第2章 法の支配に基づく自由で開かれた国際秩序の維持
前章で紹介したとおり、「自由で開かれたインド太平洋戦略」は、法の支配に基づく自由で開かれた海洋秩序が国際社会の安定と繁栄の礎との考えに基づいています。法の支配に基づく自由で開かれた海洋秩序を実現するためには、安倍総理大臣が提唱した「海における法の支配三原則」、すなわち、①国家は国際法に基づいて主張をなすべき、②主張を通すために力や威圧を用いない、③紛争解決には平和的収拾を徹底すべき、という原則を徹底する必要があります。インド太平洋地域において法の支配が普及し、定着していくために、日本は、海上保安能力構築支援や法制度整備支援を通じた法の支配の強化に貢献しています。
第1節 海上保安能力構築支援等
海における法の支配を徹底し、航行の自由および海上安全を確保することは、主要な物資やエネルギーを海上輸送に依存する日本にとって重要であるのみならず、国際社会全体の平和、安定および繁栄の促進のために必要です。インド太平洋地域においてシーレーン沿岸国の海上法執行機関等の能力を強化し、国際社会の発展にとって必要となる海上交通の安全を確保するために、日本は、各国の海上保安機関に巡視船艇や機材の供与を行うとともに、その職員を日本に招聘(しょうへい)したり、海上交通等の専門的な知識を有する専門家を各国に派遣し、海上法執行能力の向上支援の強化に取り組んでいます。
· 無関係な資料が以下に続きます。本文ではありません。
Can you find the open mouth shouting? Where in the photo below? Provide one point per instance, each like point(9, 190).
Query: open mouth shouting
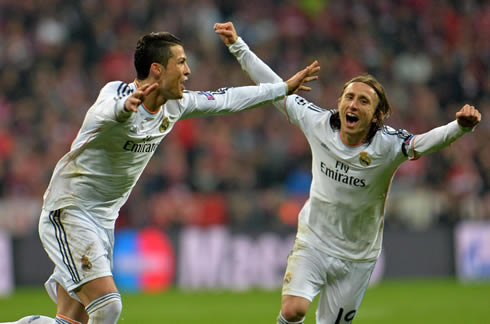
point(351, 119)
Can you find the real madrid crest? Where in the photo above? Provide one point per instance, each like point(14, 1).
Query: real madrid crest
point(364, 159)
point(164, 125)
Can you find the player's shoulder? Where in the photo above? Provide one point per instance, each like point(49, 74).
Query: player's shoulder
point(391, 133)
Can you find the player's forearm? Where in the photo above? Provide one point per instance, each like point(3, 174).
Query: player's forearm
point(231, 100)
point(436, 139)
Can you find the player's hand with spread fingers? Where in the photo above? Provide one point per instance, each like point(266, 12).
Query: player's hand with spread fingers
point(227, 32)
point(137, 97)
point(297, 81)
point(468, 116)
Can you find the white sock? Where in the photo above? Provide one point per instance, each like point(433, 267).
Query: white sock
point(60, 319)
point(105, 309)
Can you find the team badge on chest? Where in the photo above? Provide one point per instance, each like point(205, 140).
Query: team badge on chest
point(364, 159)
point(164, 125)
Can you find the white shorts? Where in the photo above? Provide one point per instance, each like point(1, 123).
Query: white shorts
point(80, 249)
point(341, 283)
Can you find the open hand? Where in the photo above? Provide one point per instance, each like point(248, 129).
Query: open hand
point(227, 32)
point(137, 97)
point(297, 81)
point(468, 116)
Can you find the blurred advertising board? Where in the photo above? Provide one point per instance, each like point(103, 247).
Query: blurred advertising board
point(6, 264)
point(214, 257)
point(143, 260)
point(472, 250)
point(198, 258)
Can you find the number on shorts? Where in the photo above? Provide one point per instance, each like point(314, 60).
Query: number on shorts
point(349, 316)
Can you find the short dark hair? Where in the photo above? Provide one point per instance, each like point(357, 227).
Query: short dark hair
point(151, 48)
point(383, 109)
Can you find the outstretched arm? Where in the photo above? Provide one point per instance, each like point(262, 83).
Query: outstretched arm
point(231, 100)
point(258, 71)
point(466, 120)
たとえば、ベトナムに対しては、これまでに中古船舶7隻や海上保安機材の供与を行うとともに、2017年6月、グエン・スアン・フック・ベトナム首相が訪日した際には、ベトナム海上警察が運用する巡視船6隻を円借款で整備することを決定しました。フィリピンについては、同国の沿岸警備隊に巡視船10隻および大型巡視船2隻や小型高速艇や海上保安機材の供与を順次実施するとともに、海上法執行実務の能力強化支援等の技術協力を実施しています。マレーシアについては、同国の海上法令執行庁に対し中古巡視船の整備に必要な海上保安機材の供与を実施するとともに、長期専門家の派遣や教育訓練制度改善支援を実施しています。インドネシアに対しても、巡視艇3隻の供与や海上交通保安能力向上のための長期専門家の派遣を実施しており、2017年10月に、2018年度以降も海上保安機関の能力向上のための研修を実施していくことを決定しました。また、海上犯罪取締り等の課題別研修を毎年実施しています。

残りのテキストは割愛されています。